A local runner is feeling grateful after learning that the smartphone-using driver who hit him earlier today had both hands on the steering wheel, thanks to Bluetooth technology.

“What a relief,” Brad Roberts, 34, told a doctor who delivered the good news. “I am happy to hear that.”

Roberts was struck by a midsize SUV around 7:30 a.m. as he crossed an intersection, with a WALK sign, during his morning run. The collision sent him flying nearly 20 feet.

The driver of the SUV, Ellen Reid, was having a phone conversation when she hit Roberts.

“(Roberts) came out of nowhere,” Reid later told authorities. “I just didn’t see him.”

Police described the accident as “unfortunate” and stressed the need for pedestrians to run defensively and wear bright colors.

“This particular incident could have been prevented if only Mr. Roberts had exercised more caution,” said Mitch Dorge, a police spokesperson, stressing that Reid had both hands on the wheel “before, during, and after” striking Roberts.

Asked whether Reid might have been unduly distracted by her phone conversation, Dorge shook his head.

“To reiterate, Ms. Reid was not holding her phone at the time,” he said. “Her phone was safely on the seat next to her.”

In fact, studies have shown that cell phone conversations are distracting in ways that other diversions are not, and that using a hands-free device does little to lower the risk. Conversing with someone not present in the vehicle, researchers say, produces a cognitive distraction that’s not just uniquely absorbing but insidious, as “people typically do not realize when they are cognitively distracted.”

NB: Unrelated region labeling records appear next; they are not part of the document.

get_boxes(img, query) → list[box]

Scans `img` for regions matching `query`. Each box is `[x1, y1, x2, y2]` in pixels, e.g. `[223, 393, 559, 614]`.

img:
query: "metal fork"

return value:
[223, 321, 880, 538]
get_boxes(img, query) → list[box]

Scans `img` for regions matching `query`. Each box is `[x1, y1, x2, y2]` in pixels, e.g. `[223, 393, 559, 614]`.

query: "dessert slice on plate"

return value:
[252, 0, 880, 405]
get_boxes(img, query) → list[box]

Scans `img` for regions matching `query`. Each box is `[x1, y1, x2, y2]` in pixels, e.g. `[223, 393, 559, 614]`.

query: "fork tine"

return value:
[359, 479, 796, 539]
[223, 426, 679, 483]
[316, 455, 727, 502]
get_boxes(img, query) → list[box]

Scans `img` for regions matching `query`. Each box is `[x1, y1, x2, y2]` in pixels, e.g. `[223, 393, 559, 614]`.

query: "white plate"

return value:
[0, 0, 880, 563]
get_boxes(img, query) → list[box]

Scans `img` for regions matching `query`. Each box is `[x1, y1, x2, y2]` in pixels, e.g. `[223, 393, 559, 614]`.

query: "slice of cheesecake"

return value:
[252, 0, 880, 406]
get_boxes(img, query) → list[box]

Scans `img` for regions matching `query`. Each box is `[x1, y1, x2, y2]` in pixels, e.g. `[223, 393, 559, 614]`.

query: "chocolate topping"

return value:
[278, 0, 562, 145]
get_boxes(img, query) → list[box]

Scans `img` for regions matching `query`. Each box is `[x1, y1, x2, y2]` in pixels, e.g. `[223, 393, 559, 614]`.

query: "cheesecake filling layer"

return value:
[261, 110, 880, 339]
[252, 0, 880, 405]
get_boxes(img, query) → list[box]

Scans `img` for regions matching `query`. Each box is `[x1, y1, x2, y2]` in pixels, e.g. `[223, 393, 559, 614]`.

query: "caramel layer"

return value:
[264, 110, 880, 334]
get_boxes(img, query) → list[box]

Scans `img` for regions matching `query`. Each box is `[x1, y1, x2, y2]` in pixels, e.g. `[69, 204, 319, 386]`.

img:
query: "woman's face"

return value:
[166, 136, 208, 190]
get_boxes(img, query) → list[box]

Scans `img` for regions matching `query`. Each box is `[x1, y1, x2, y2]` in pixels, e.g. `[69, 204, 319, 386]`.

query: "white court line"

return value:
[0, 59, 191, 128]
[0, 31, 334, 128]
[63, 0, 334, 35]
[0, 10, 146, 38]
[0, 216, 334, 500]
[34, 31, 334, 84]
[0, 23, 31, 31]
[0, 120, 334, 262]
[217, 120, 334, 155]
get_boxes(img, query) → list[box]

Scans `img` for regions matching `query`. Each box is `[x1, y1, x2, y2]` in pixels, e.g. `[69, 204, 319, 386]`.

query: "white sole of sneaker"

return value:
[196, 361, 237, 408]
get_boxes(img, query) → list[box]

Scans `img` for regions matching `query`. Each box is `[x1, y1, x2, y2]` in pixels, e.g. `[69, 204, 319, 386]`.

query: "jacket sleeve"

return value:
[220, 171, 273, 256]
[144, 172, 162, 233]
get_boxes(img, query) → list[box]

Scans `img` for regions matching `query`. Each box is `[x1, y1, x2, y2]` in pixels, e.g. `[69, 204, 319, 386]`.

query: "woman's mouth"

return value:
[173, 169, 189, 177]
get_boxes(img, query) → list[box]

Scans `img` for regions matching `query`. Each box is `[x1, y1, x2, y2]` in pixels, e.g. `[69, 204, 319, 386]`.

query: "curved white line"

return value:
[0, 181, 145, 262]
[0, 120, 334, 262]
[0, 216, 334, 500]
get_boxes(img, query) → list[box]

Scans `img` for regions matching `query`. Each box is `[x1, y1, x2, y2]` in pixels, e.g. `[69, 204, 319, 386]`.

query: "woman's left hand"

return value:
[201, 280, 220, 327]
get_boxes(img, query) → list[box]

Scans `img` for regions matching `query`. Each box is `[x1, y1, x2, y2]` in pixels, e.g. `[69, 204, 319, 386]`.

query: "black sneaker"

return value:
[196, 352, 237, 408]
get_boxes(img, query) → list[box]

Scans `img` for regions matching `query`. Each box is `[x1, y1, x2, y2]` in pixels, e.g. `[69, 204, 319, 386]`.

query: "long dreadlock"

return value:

Chatting with a passenger in the car is safer, too, because that person acts as a second set of eyes and knows to pause a conversation when traffic or other conditions require doing so.

Doctors said Roberts is in stable condition and may, in time, regain use of his legs—news that the longtime runner also welcomed.

“We will see,” said an upbeat Roberts. “In the meantime, I’m just happy the driver’s hands were on the steering wheel and not on her phone.”

“That,” he said, “would have been very bad.”